办公室的门隔音效果并不强,赵俞有意无意的听了里面的谈话
开始倒是没什么,不过怎么越听越奇怪。
电话开着免提,他怎么听见了抽噎声,怎么声音这么熟,什么去世什么的
说话声断断续续的,赵俞听着不真切。不过捋了捋思绪反应过来了。
难道说,他嫦姐……去世了?!
啊不对,他嫦姐的父母……不可能!
通话结束,赵俞闯进去“张主任!”
“诶呦,吓我一跳!你这孩子,哪次进来都不敲门。毛毛躁躁的,什么事啊”
赵俞着急,话到嘴边有些结巴
“张,张主任。我嫦姐……她……”
张文生怔怔的看着男孩,满脸通红
“死”这个字太忌讳,就连去世也不敢说出口。
低叹了声“是啊”
“张主任!你糊涂了啊!你让我嫦姐一个人……”怎能放心
话没说完,赵俞又跑出去
“张主任,帮我请个假,我去找付师嫦!”
要是他嫦姐有个三长两短,那他也就没有活在这世上的意义了!
张文生无奈的撇撇嘴,这楞头小子,他知道付师嫦定有分寸
诶,年少时喜欢一个人真的是既单纯又美好。
“呼……呼……”付师嫦的家离学校远,赵俞是跑过去的,他怕路上堵车
“呼,老子中考1000米都没这么快过”
嘭嘭嘭“嫦姐,在家吗”
嘭嘭嘭“嫦姐,开下门,我赵俞”
嘭嘭嘭“付师嫦!”
啪的一下,赵俞一脚把门踹开
客厅地板上倒着两个人,都盖上了布,估计是付妈付爸。
没再多看一眼,赵俞进了付师嫦的房间,床上缩着一小团,可怜至极
心猛抽了一下,赵俞从未见过这样的她,受伤无助……
轻手轻脚的走近
“嫦姐?嫦姐?”声音温柔的连自己都未曾发觉
看来是睡着了。

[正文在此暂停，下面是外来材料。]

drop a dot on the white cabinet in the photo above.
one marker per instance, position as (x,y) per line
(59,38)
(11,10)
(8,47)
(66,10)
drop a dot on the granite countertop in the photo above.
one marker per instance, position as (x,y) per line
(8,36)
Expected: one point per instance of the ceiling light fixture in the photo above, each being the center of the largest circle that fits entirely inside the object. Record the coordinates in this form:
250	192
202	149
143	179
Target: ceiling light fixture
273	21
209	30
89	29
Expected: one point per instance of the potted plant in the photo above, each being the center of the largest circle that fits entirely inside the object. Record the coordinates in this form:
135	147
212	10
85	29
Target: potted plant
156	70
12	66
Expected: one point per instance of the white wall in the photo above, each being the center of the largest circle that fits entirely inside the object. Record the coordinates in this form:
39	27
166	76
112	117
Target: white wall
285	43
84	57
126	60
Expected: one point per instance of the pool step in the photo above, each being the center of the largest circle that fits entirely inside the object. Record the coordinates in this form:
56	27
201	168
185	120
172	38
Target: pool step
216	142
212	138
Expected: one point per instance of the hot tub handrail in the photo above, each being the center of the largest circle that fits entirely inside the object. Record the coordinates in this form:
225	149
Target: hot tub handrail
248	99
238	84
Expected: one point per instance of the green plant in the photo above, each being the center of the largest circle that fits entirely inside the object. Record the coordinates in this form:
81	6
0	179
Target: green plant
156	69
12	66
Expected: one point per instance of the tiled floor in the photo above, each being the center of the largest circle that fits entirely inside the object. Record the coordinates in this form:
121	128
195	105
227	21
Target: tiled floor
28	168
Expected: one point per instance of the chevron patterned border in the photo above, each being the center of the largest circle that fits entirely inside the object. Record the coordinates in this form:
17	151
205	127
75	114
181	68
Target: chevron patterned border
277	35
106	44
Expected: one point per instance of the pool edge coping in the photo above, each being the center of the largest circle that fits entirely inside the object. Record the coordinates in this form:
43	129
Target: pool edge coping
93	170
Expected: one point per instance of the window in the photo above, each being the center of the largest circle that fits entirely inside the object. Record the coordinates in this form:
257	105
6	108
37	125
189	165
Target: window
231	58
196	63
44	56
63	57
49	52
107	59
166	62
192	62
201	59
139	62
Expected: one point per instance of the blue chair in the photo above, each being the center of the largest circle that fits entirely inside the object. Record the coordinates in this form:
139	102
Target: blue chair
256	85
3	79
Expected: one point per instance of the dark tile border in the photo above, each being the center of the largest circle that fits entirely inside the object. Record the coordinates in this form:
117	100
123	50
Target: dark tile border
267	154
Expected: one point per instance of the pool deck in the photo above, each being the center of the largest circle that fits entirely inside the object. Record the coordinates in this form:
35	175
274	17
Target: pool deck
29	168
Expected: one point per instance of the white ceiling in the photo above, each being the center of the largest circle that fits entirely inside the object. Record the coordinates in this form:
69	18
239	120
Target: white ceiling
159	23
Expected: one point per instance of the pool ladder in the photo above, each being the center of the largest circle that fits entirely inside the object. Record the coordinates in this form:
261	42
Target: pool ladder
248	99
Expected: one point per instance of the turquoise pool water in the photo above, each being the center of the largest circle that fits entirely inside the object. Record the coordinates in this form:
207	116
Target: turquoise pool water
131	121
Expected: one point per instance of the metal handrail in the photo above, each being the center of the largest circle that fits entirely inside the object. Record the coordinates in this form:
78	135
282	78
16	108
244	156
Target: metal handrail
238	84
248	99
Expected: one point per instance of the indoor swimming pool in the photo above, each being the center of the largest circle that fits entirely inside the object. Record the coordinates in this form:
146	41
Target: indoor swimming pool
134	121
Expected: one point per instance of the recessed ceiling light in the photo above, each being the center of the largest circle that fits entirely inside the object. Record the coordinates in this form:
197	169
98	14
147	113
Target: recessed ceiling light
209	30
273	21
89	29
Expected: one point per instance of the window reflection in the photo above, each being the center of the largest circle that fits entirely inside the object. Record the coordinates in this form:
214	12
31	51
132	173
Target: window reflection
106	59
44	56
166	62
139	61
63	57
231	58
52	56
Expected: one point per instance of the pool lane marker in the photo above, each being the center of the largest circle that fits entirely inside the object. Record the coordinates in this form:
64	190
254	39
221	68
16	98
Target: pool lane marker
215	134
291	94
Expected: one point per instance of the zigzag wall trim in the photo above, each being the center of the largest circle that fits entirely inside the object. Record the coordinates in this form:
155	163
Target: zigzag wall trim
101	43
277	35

只是脸上的泪痕太重,闭着的双眼又红又肿
进锁着眉头,赵俞去卫生间用热水温了毛巾,为付师嫦擦拭。
他不知道她经历了什么,但她一定很痛苦
付师嫦睫毛轻颤,她醒了
“咳咳,赵俞?”许是不敢相信“你怎么在这儿?”
赵俞站在床边,捻着手指,唯唯诺诺地
“嫦姐,我……你……你别难过,一切都有我”
付师嫦垂眸沉默,看来他是知道了
“你……”
“你……”
“你先说吧,赵俞”
“哦,嫦姐,我想说,你要不要去我那里?叔叔阿姨的事我很抱歉,咱们一起安葬他们吧”
赵俞还是害怕的,付师嫦情绪不稳定,这种事论谁都好不到哪去。
“你抱歉什么,又不是你的错”因为哭的太久,她的嗓子沙哑的厉害
“用抱歉的!”见付师嫦要下床,赵俞环抱着她
我很抱歉,在你最无助的时候没能陪在你的身旁
“你……你不用这样”
“我不!”
赵俞狠狠地用力“嫦姐,你不是一个人”
付师嫦突然很委屈,悄无声气的流泪,慢慢放松靠着他
“好”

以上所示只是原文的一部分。